Throughout his career, Simon published a number of articles and medical scholarship, which ranged in focus from radiological approaches to pulmonary hypertension, innovative CT imaging approaches to pulmonary arteries and the lungs, and early detection of pulmonary embolisms.[3] [4] [5] [6]
Morris Simon died of cardiac arrest at age 79 on January 17, 2005, at his home in Boston. At the time he was serving as Professor Emeritus at Harvard Medical School, and also the Radiologist in Chief and Director of Radiology at the Beth Israel Deaconess Medical Center, Boston.
Simon is credited as inventing and developing a number of advances in the medical field.
Simon participated the first nationwide collaborative pulmonary embolism trial in the early 1970s. It was in this context that he developed a widely used flexible filter to catch and dissolve clots in the bloodstream, the "Simon-Nitinol Vena Cava Filter." His research began in the 1960s, when he had adapted a metal alloy of nickel and titanium called Nitinol and which had thermal-memory properties. This alloy was previously used in military and aerospace contexts: at different temperatures its shape can be manipulable, when cooled, or spring into a predetermined shape when warmed. Simon modified the alloy for use at or below body temperature.
In its colder form, the filter is more compact. It is inserted through a catheter into the patient, then expands when it reaches the temperature of the body. The filter locks in place near the heart, acting as a sieve to stop blood clots from traveling toward the lungs. Still in use today, the device entered testing in the 1980s before it was approved for wide use thereafter. In his New York Times obituary, Herbert Y. Kressel, a professor of Radiology at Harvard, remembered Simon for his work, which demonstrated "an incredible breadth of creativity" and said that Simon "pioneered the medical use of nitinol."
Simon also implemented the Simon-Leeming Medical Classification, which was used across the entirety of Beth Israel Hospital. It became the basis for the CLIP (Coded Language Information Processing System). The network implemented at Beth Israel allowed for quick retrieval of files and data based on anatomy, pathology, and findings—decades before the commonly used systems of digital patient file records had been put in place.
Simon is also credited for developing a number of other technical innovations, including a second blood filter that is meant to be removable, a needle used in biopsies, and a system designed to semi-automatically dispense specific doses of multiple medications to patients, in particular elderly ones. He also developed a combination ruler and magnifying caliper, as well as an ornamentally designed body caliper.[7]

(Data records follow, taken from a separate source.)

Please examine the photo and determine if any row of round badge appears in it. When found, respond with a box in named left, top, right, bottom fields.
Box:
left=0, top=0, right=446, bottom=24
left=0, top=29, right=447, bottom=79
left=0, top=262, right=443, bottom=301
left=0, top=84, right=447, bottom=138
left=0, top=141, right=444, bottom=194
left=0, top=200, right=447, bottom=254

In January 2006, the Department of Radiology at Beth Israel Deaconess Medical Center dedicated their most advanced chest readings room in his memory as the "Simon Room."
Records of Morris Simon's medical research are held in the Morris Simon Papers, 1934–2005 collection at the Center for the History of Medicine at Harvard Medical School's Countway Library of Medicine in Boston, Mass.[8]